The Queen – the nation’s longest serving monarch – will have reigned for 25,000 days on Saturday.

Elizabeth II became sovereign on February 6 1952 on the death of her father, King George VI, when she just 25.

She will have been monarch for 68 years, five months and 12 days by July 18, and in 2015 overtook the record of 23,226 days, 16 hours and some 30 minutes set by her great-great-grandmother, Queen Victoria.

The Queen’s approach to having been on the throne for 25,000 days will undoubtedly be a matter-of-fact one, with the milestone unlikely to be on her radar.

When she became the country’s longest-serving monarch in 2015, she thanked the nation for its kind messages, but admitted that the royal record was “not one to which I have ever aspired”.

“Inevitably a long life can pass by many milestones. My own is no exception,” she remarked.

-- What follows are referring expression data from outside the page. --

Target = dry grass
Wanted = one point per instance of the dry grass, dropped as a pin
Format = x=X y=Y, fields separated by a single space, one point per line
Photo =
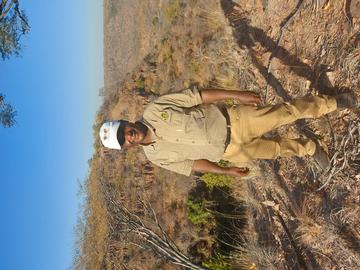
x=198 y=47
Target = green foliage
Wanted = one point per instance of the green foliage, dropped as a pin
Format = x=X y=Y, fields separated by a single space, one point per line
x=7 y=113
x=13 y=25
x=217 y=180
x=218 y=262
x=197 y=212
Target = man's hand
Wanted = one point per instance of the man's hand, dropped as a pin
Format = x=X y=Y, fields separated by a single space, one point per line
x=244 y=97
x=249 y=98
x=205 y=166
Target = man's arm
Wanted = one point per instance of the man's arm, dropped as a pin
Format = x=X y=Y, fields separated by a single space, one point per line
x=204 y=166
x=244 y=97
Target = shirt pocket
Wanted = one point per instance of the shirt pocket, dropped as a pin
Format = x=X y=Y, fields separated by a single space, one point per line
x=174 y=120
x=194 y=122
x=174 y=157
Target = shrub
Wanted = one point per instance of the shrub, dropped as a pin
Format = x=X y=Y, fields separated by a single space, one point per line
x=216 y=180
x=197 y=212
x=218 y=262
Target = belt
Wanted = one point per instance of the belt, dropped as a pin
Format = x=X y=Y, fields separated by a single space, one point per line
x=228 y=126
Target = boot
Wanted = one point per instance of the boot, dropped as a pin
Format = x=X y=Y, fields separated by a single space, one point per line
x=347 y=100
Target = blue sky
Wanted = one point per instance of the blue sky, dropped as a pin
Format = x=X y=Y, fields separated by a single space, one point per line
x=54 y=87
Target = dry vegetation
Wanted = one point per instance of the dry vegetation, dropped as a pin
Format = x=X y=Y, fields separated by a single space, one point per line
x=286 y=214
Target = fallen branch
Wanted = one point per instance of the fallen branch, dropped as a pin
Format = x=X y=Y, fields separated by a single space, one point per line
x=284 y=24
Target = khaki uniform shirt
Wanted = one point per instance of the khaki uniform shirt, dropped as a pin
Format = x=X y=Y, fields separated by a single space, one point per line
x=185 y=130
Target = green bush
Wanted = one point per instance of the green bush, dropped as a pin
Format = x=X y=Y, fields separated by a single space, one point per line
x=218 y=262
x=197 y=212
x=217 y=180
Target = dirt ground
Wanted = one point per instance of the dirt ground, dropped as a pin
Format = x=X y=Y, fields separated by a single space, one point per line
x=297 y=216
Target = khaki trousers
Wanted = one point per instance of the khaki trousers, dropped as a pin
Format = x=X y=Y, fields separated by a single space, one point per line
x=249 y=124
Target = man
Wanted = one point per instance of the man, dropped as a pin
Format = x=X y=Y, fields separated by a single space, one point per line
x=185 y=132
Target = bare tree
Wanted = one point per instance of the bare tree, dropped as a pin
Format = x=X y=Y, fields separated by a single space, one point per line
x=13 y=25
x=147 y=230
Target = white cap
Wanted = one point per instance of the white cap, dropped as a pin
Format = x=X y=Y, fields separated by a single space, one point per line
x=108 y=134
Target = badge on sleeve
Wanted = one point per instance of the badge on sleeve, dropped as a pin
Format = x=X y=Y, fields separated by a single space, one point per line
x=164 y=116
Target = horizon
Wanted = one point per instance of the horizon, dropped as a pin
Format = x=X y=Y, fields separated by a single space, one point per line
x=54 y=87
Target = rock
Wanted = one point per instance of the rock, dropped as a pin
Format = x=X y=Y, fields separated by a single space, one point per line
x=330 y=78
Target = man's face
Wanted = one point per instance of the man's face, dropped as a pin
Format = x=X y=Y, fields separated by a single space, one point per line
x=133 y=135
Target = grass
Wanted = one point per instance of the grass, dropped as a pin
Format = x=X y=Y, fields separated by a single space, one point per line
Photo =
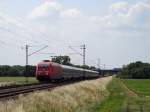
x=4 y=81
x=115 y=101
x=79 y=97
x=140 y=87
x=141 y=103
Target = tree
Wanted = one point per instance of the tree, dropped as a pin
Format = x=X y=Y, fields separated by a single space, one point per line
x=137 y=70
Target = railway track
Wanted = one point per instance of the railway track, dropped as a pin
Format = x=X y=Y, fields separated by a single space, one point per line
x=12 y=92
x=8 y=93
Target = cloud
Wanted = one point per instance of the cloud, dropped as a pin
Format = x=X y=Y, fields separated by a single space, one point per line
x=125 y=16
x=71 y=13
x=45 y=8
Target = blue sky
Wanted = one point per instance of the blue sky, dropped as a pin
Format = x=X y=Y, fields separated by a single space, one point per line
x=116 y=31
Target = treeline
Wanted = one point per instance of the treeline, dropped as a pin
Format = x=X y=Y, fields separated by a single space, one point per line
x=137 y=70
x=17 y=70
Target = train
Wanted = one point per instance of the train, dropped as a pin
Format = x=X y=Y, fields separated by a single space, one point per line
x=50 y=71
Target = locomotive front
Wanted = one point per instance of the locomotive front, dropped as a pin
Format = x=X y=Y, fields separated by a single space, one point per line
x=43 y=71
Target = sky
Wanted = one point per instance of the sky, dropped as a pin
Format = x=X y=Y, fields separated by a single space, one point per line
x=114 y=31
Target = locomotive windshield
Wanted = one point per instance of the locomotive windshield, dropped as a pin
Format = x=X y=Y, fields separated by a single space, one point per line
x=43 y=67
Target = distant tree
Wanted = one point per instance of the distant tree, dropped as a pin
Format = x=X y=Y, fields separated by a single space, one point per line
x=137 y=70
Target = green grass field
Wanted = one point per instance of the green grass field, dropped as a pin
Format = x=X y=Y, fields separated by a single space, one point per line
x=18 y=80
x=140 y=87
x=141 y=103
x=115 y=101
x=134 y=99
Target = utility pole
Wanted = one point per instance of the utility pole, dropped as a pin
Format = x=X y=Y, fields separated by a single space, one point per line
x=26 y=69
x=84 y=54
x=27 y=58
x=98 y=64
x=83 y=48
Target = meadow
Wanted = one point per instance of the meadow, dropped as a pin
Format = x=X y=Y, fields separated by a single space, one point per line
x=6 y=81
x=78 y=97
x=141 y=101
x=139 y=86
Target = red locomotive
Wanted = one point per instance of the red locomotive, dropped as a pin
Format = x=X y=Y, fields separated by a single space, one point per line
x=48 y=71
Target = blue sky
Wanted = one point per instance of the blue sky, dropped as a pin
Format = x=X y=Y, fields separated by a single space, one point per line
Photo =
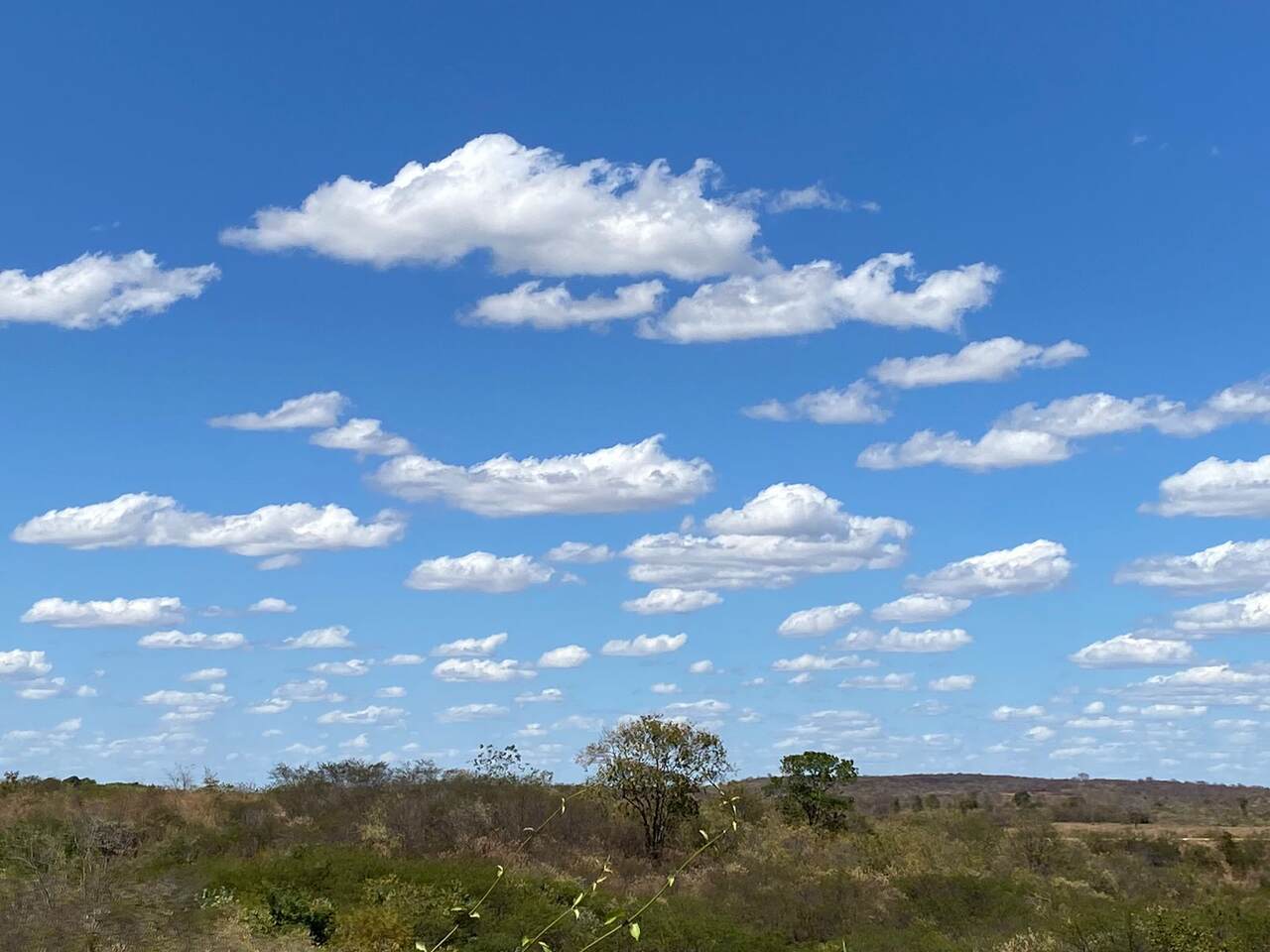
x=1066 y=212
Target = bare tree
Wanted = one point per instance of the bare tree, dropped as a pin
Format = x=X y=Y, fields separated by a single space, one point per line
x=656 y=767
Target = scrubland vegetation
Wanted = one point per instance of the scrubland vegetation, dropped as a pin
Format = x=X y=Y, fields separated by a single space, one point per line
x=358 y=857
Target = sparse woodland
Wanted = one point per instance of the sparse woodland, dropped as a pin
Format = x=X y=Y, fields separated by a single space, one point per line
x=361 y=857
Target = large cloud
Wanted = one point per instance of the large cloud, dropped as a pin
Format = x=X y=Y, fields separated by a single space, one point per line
x=310 y=412
x=1032 y=435
x=1133 y=652
x=479 y=571
x=98 y=291
x=1246 y=613
x=1218 y=488
x=979 y=361
x=1033 y=566
x=621 y=477
x=785 y=532
x=556 y=308
x=145 y=520
x=816 y=298
x=1213 y=683
x=116 y=612
x=527 y=207
x=1229 y=565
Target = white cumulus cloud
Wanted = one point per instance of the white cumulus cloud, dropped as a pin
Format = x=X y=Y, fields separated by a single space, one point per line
x=557 y=308
x=1133 y=652
x=462 y=648
x=784 y=534
x=529 y=207
x=580 y=552
x=996 y=449
x=470 y=712
x=145 y=520
x=815 y=622
x=566 y=656
x=621 y=477
x=1033 y=566
x=116 y=612
x=484 y=669
x=191 y=640
x=816 y=298
x=1222 y=567
x=857 y=403
x=910 y=610
x=310 y=412
x=272 y=606
x=644 y=645
x=979 y=361
x=363 y=436
x=672 y=602
x=330 y=636
x=952 y=682
x=98 y=291
x=1248 y=612
x=18 y=664
x=1218 y=488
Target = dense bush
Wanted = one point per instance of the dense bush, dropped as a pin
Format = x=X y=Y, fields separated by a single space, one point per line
x=371 y=858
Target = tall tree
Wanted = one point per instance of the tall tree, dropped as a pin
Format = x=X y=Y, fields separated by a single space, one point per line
x=656 y=767
x=808 y=784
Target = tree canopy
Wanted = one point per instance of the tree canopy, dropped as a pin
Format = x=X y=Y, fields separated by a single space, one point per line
x=656 y=767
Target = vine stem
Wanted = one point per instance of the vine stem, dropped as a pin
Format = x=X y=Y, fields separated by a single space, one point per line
x=670 y=881
x=474 y=912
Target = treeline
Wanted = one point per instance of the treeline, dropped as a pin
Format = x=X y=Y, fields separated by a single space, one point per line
x=658 y=852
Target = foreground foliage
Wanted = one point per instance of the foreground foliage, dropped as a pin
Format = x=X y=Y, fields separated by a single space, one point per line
x=367 y=858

The Queen will be at Windsor Castle with the Duke of Edinburgh and the “HMS Bubble” of staff who have been running the couple’s reduced household.

A Buckingham Palace spokesman said: “The Queen is spending the day privately.”

The milestone falls the day after the monarch is welcoming Captain Sir Tom Moore to Windsor for a special investiture.

The 100-year-old fundraiser is being honoured with a personal, open-air ceremony in the castle quadrangle – believed to be the first occasion of its kind – as he is knighted by the Queen for raising millions for NHS charities.

The Queen, 94, has been seen riding at Windsor during lockdown and celebrated both her actual and official birthdays, as well as the Duke of Edinburgh turning 99.

She is less than two years away from celebrating her Platinum Jubilee – 70 years on the throne – in 2022.

The Queen reached her Silver Jubilee in 1977, Golden one in 2002 and Diamond Jubilee in 2012.

The monarch has been a figure of continuity as her country changed through the 20th century, the Millennium and into the 21st century amid new technological and social advances and a succession of British governments.

During the seven decades of her reign, man has landed on the Moon, Britain got its first, then second, female prime minister, the internet was invented, and gay marriage was legalised in the UK.

The public has looked to the Queen in times of tragedy – the September 11 terror attacks, the London bombings, the death of Diana, Princess of Wales, and more recently during the coronavirus crisis.

But even she confessed of the global Covid-19 pandemic: “While we have faced challenges before, this one is different.”

The Queen has delivered two rare televised addresses to the nation just weeks apart during lockdown.

She reassured the country that the virus would be overcome, telling those in isolation: “We will meet again.”

In another speech to mark the 75th anniversary of VE Day, she told how the message at the end of the war in Europe was “never give up, never despair”.

As well as being the longest-reigning monarch in British history, the Queen is also the longest still-serving sovereign and wealthiest Queen in the world, and the oldest British monarch.